In Fernandez v. American Sugar Refining, Inc., 2025 WL 2294879 (E.D.La. Aug. 8, 2025), the court, inter alia, discussed and applied the “administrative exhaustion” requirement applicable to claims asserted under Title VII of the Civil Rights Act of 1964.
Initially, the court held that plaintiff did not administratively exhaust the sex-based discrimination claim:
Defendant contends aspects of Fernandez’s Title VII claim are not exhausted and, therefore, fail as a matter of law. An employment discrimination plaintiff must exhaust administrative remedies before pursuing claims in federal court. Taylor v. Books A Million, Inc., 296 F.3d 376, 378–79 (5th Cir. 2002). Exhaustion occurs when the plaintiff files a timely charge with the EEOC and receives a statutory notice of right to sue. Id. (citation omitted). Claim exhaustion, however, is circumscribed by the EEOC charge, which courts construe “in its broadest reasonable sense and ask whether the claim ‘can reasonably be expected to grow out of the charge of discrimination.’ ” Davenport v. Edward D. Jones & Co., L.P., 891 F.3d 162, 167 (5th Cir. 2018) (quoting Sanchez v. Standard Brands, Inc., 431 F.2d 455, 466 (5th Cir. 1970)). “Although verbal precision and finesse in the charge are not required, a Title VII lawsuit can include only those allegations that are like or related to those allegations contained in the EEOC charge and growing out of such allegations during the pendency of the case before the Commission.”
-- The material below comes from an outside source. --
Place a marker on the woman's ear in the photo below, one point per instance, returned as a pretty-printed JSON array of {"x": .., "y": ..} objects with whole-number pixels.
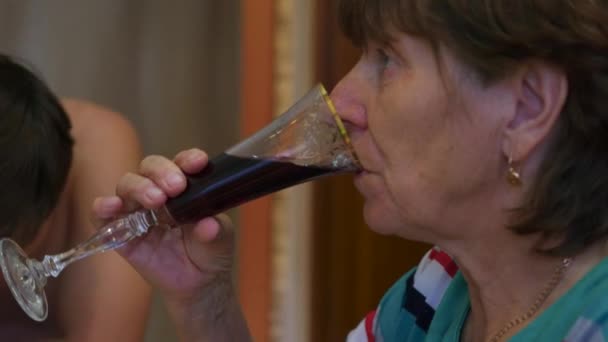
[{"x": 541, "y": 91}]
Plaintiffs attach Fernandez’s Right to Sue letter to their Complaint. (Rec. Doc. 1-2). To its instant motion, Defendant attaches Fernandez’s Charge of Discrimination. (Rec. Doc. 18-2). A court may take judicial notice of EEOC documents as a matter of public record when deciding a Rule 12(b)(6) motion. See Cinel v. Connick, 15 F.3d 1338, 1343 n.6 (5th Cir. 1994). Thus, this Court’s reference to EEOC documents does not convert Defendant’s motion into a motion for summary judgment. See Funk v. Stryker Corp., 631 F.3d 777, 780 (5th Cir. 2011).
In his EEOC charge, Fernandez lists “Disability, Race, [and] Retaliation” as bases of his complaint. (Rec. Doc. 18-2 at 2). Specifically, Fernandez alleges that racial discrimination led to his being given “a made-up job” so that he be excluded from White coworkers, that coworkers asked his opinion about a video entitled “N*****s for Trump,” that after Fernandez complained about false stories regarding his mental health he was required to undergo a mental evaluation, and that fellow coworkers generally did not want to work with him because of his race. Id. at 2–3. Plainly, any allegation of sex-based discrimination is absent in Fernandez’s allegations. Accordingly, sex-based discrimination cannot reasonably be expected to grow out of the EEOC charge, leading to the dismissal of that aspect of Fernandez’s instant claim for failure to exhaust.
The court reached a different conclusion, however as to plaintiff Fernandez’s hostile work environment and harassment claims:
Hostile work environment and harassment, however, present closer questions. Assuredly, neither are explicitly mentioned as a basis for the EEOC charge. “To state a hostile work environment claim under Title VII, the plaintiff must show that: (1) the victim belongs to a protected group; (2) the victim was subjected to unwelcome harassment; (3) the harassment was based on a protected characteristic; (4) the harassment affected a term, condition, or privilege of employment; and (5) the victim’s employer knew or should have known of the harassment and failed to take prompt remedial action.” EEOC v. WC&M Enters., Inc., 496 F.3d 393, 399 (5th Cir. 2007) (citation omitted). The Supreme Court has described such harassment as “sufficiently severe or pervasive to alter the conditions of the victim’s employment and create an abusive working environment[.]” Harris v. Forklift Sys., 510 U.S. 17, 21 (1993) (quotation omitted). This measure is assessed both subjectively and objectively. Id. at 22–23. Objective factors include “the frequency of the discriminatory conduct; its severity; whether it is physically threatening or humiliating, or a mere offensive utterance; and whether it unreasonably interferes with an employee’s work performance.” Id. at 23.
Reading Fernandez’s EEOC charge in the broadest reasonable sense, this Court concludes that discrimination based on hostile work environment and harassment could reasonably be expected to grow out of the administrative allegations. Fernandez describes racism as the catalyst for escalating workplace stories by his coworkers which questioned his fitness for employment, and which in turn, led to job alterations, training refusals, and coworker avoidance. Thus, Fernandez has exhausted that aspect of his Title VII claim.
The court concluded that “although it is unclear if Fernandez’s claim has ultimate merit, this Court cannot say he has failed to administratively exhaust and, thereby, failed to state a claim for Title VII discrimination based on hostile work environment and harassment.”